Place chicken breast side up and pour 7 cups of boiling water into the wok or just up to 2 inches below the rim of the wok if you have a smaller wok. Bring the water to a boil by covering the wok.
Once the water starts bubbling, open the lid to check that water has come to a boil and turn down the heat to medium, cover the wok again and simmer the chicken for twenty minutes. Next, turn the heat to slightly above low, keep the wok covered and simmer for another ten minutes so that the meat will be nice and tender.
Check the temperature of the chicken with a meat thermometer. It should be at least 160 degrees before you turn off the heat.
Remove the chicken from the wok carefully onto a deep dish or Pyrex dish.
Coat the chicken with Chinese rice wine/ Shaoxing Jiu, Kikkoman light soy sauce and sesame seed oil.
Chill the chicken in the fridge, just long enough so that the meat is not too hot for cutting.
Cut the chicken with kitchen shears after it has cooled down.
Keep the broth that the chicken is poached in for making the chicken rice.
Ingredients for the chicken rice:
You need a ten cup rice cooker for this.
2 inch knob of Ginger, peeled
2 big Shallots, peeled
2 whole Garlic, peeled
5 cups of Thai Jasmine Rice
1/2 can or 250 grams of Coconut Milk
4 short stalks of Pandan Leaves
2 stalks of green onion, cut off roots
1 tablespoon of Kikkoman Light Soy Sauce
In a food processor, mince ginger, shallots and garlic.
Give Thai Jasmine Rice 10 to 12 rinses. Pour out water and place rice in the rice cooker. Add the chicken broth from poaching the chicken up to the five cup marking for water in the rice cooker. Stir in 1 tablespoon of Kikkoman light soy sauce and the coconut milk. The marking for the amount of chicken broth in the rice cooker should correspond to the number of cups of rice you are cooking.
Add the ginger, shallots and garlic paste to the rice last, mix them well into the rice. Add pandan leaves and the two stalks of green onion to the top of the rice.
Condiments for the chicken:
Dip chicken in sweet soy sauce/ Kecap Manis, garlic flavor chilli sauce or minced ginger with sesame seed oil and salt.
Serve cut chicken with chicken rice, fresh cut tomato wedges and sliced English cucumbers seasoned with a little Kikkoman light soy sauce and a little sesame seed oil.

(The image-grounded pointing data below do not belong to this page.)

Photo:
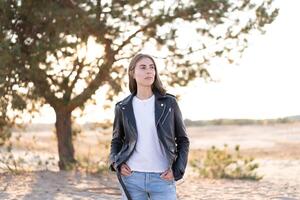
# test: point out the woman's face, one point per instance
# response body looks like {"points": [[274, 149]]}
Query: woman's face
{"points": [[144, 72]]}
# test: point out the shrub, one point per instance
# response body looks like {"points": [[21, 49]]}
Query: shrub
{"points": [[219, 163]]}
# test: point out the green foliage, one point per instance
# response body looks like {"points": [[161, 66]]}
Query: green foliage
{"points": [[220, 163], [45, 51]]}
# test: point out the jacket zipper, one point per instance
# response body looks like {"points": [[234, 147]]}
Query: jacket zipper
{"points": [[160, 116], [166, 116]]}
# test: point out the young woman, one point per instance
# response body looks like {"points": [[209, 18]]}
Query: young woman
{"points": [[149, 147]]}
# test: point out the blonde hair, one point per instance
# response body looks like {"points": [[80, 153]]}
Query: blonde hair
{"points": [[157, 84]]}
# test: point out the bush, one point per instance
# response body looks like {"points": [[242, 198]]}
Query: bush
{"points": [[219, 163]]}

If you like chicken liver, you can serve this dish with chicken liver. See below for my Chicken Liver with Green Onion and Ginger recipe.
Ingredients for Stir-fried Chicken Liver with Green Onion and Ginger:
1 pound of Chicken Liver, rinse under cold water and strain in colander
1 shallot, chopped
1 garlic, chopped
1 small bunch of Spring Onions cut into 2 inch long sections
1 inch knob of ginger, peeled, sliced thin and cut into strips
1 tablespoon of Peanut Oil
1 tablespoon of Sesame Seed Oil
Chinese Rice Wine or Shaoxing Jiu
1 tablespoon of Oyster Sauce
1 tablespoon of Hoisin Sauce
1 flat tablespoon of Sugar
Heat up peanut oil and sesame seed oil in a non stick frying pan. Add shallots and garlic and stir fry until slightly brown, then add ginger and fry for a few seconds. Add chicken liver before garlic and shallots turn golden brown. Next add, oyster sauce and hoisin sauce and fry until chicken liver is mostly cooked then add spring onions and sugar and fry until chicken liver is no longer pink and slightly caramelized. Do not overcook the chicken liver as they will continue to cook after you dish them up. They should be tender and not pink but slightly juicy.